Speaker: Science above the fray
Science isn’t a fighter. Science just is what it is.
“My concern is that science not be hijacked,” said Eugenie Scott, executive director of the National Center for Science Education, which opposes the teaching of religious views in science classes. “It’s too important to be associated with an ideological concern.”
In the ongoing battle between evolution and intelligent design, Scott told a Kansas University audience Thursday night, science as a discipline shouldn’t be part of the battle’s landscape.
Rather, Scott said, science’s only concern is with the empirical observation, testing and recording of the ways of the natural world.
If there is a fight to be waged, she said, it should be between those who believe some nonmaterial force helps shape the world – including intelligent design proponents – and those who philosophize the purity of the natural, observable world.

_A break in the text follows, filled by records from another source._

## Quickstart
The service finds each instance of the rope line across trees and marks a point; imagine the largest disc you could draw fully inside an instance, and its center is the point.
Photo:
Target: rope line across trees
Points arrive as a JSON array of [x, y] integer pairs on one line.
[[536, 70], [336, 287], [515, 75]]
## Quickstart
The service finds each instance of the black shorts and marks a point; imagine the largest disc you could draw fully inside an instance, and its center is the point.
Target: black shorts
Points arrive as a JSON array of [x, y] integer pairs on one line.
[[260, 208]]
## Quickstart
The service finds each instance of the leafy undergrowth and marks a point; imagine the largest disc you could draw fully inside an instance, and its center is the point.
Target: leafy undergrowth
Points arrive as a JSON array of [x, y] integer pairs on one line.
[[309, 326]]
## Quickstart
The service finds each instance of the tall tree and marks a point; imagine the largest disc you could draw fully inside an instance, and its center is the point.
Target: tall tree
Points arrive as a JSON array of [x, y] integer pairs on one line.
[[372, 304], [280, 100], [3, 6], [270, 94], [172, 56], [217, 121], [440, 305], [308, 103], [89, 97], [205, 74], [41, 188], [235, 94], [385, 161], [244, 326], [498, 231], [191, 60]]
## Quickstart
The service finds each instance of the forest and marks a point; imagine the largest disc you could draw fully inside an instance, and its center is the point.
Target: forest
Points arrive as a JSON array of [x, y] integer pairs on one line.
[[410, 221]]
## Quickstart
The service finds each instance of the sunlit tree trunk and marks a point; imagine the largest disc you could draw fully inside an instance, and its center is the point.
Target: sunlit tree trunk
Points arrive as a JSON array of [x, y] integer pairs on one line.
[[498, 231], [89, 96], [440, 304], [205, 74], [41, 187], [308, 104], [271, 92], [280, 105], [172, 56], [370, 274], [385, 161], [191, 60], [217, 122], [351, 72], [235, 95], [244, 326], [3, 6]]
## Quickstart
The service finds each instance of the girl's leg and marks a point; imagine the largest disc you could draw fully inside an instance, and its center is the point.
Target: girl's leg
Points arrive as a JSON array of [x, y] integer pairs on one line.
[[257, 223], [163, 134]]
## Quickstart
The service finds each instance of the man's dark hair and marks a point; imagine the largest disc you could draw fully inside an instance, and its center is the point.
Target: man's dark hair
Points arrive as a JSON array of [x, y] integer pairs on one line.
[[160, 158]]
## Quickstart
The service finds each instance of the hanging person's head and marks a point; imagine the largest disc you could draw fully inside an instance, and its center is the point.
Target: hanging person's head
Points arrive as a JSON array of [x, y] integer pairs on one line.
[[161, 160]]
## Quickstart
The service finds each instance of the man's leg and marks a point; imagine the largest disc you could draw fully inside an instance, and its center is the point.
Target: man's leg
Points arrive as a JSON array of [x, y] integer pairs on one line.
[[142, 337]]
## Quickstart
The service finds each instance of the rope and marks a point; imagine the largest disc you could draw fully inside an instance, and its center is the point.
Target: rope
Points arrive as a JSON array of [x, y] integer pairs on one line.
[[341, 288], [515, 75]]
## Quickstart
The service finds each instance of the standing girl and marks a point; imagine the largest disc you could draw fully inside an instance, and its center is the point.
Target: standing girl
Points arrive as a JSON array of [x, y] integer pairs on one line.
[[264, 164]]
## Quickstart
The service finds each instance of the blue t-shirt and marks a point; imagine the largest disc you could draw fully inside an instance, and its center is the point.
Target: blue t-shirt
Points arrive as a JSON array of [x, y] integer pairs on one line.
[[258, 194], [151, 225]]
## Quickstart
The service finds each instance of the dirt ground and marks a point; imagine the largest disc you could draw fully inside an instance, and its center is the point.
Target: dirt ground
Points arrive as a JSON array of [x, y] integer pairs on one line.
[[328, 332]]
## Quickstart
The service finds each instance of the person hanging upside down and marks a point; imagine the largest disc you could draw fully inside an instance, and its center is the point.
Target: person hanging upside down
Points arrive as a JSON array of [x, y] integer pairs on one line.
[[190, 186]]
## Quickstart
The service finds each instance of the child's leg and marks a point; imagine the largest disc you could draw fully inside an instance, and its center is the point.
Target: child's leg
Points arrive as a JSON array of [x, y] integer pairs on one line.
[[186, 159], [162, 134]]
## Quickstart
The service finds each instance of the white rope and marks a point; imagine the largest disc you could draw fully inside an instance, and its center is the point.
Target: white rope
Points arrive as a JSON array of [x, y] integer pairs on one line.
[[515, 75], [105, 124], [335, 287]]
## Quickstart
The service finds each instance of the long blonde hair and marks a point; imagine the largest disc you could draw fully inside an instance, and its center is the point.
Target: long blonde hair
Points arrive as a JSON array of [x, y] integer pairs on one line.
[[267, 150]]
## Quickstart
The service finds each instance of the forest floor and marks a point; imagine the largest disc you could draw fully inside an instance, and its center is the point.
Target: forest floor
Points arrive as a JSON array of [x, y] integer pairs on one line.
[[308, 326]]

Scott has been an activist in the creationism versus evolution controversy for more than 20 years and, from her point of view, science stands above the fray.
As for other, less-tested branches of science, the fact that they are always changing shouldn’t become fodder for creationists, she said.
Science is meant to change, to try to always search for better explanations for how the world works.
Intelligent design proponents, she said, “confuse the unexplained with something being unexplainable.”
But that, she said, is what science does: tries to explain the things humans cannot yet fully understand.
Science does not – or at least should not – instead become one side in a prolonged ideological battle.
“Science,” Scott said, “doesn’t have a dog in most of these fights.”